Interview ready · Design · Section 11

Fine-tuning & model lifecycle

Fifteen staff-depth scenarios on customizing weights responsibly: when RAG vs prompts vs fine-tune; multi-LoRA serving and VRAM realities; full FT vs PEFT tradeoffs; governed training corpora; promotion evals; forgetting controls; preference-tuning systems; immutable registries; signal-driven retraining; distillation economics; fault-tolerant training; tool-use SFT; fast rollback; per-tenant adapter ops; and synthetic augmentation without model collapse.

Interview stance.
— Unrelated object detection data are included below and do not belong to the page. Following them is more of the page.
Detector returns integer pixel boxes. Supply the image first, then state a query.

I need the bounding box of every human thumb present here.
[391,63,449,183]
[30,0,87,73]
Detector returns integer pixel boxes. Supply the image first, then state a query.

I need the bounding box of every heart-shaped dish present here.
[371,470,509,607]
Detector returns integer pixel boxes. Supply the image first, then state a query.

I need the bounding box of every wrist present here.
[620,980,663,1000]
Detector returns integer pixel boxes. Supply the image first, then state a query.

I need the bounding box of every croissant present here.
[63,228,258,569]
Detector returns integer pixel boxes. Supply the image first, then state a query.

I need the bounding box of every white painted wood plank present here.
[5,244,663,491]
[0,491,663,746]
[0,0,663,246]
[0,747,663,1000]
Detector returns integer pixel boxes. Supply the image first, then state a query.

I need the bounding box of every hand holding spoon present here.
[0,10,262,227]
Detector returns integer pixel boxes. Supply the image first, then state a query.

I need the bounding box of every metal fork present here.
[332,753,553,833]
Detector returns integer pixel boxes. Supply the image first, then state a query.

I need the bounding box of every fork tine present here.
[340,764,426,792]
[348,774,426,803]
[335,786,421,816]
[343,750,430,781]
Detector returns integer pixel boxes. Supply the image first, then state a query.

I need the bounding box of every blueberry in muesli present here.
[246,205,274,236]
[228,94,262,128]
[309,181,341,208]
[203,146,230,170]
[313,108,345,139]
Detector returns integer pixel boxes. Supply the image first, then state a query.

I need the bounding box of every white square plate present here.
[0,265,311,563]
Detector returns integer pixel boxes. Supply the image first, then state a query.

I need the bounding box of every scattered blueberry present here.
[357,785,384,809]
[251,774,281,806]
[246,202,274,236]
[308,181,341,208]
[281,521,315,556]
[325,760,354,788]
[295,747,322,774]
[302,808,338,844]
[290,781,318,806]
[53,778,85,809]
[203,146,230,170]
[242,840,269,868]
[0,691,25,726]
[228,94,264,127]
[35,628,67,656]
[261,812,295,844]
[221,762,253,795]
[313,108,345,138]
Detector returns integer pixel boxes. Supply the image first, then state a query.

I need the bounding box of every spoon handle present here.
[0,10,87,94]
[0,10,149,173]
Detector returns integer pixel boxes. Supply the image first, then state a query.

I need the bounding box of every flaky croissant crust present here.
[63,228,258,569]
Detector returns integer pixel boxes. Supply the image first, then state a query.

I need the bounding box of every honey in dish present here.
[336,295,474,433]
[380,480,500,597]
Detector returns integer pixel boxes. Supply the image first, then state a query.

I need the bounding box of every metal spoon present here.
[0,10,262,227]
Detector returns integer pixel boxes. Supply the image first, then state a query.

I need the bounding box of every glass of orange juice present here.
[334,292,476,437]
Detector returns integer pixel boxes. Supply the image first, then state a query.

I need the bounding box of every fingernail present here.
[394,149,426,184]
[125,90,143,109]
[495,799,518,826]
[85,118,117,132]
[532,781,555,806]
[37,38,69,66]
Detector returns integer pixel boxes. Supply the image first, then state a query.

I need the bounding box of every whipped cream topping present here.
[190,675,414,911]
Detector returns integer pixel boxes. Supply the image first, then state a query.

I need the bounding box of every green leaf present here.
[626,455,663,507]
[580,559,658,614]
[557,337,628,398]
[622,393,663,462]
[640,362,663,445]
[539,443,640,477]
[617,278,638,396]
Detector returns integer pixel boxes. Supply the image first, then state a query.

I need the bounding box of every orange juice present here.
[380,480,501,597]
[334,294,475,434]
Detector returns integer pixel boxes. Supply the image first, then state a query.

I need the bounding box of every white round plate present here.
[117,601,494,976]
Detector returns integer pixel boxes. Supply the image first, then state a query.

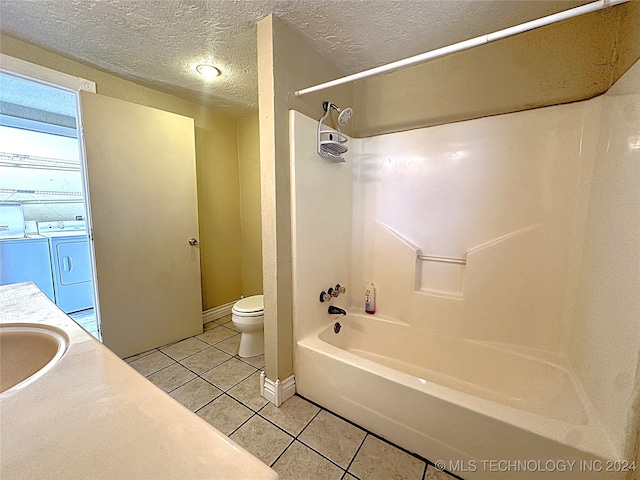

Fine-tuning questions are ML systems + governance, not “we ran LoRA in a notebook.” Panels want data provenance, eval gates, rollback, and serving economics tied together—especially when adapters multiply.

Defend why weights beat RAG or prompts for the scenario—and admit when they do not.
Adapters need the same versioning discipline as databases: base revision + adapter id or you WILL mismatch in prod.
Preference tuning without rubrics and variance control produces attractive demos and ugly policies.
Treat training data as a regulated asset: licensing, erasure, and opt-out are part of the design.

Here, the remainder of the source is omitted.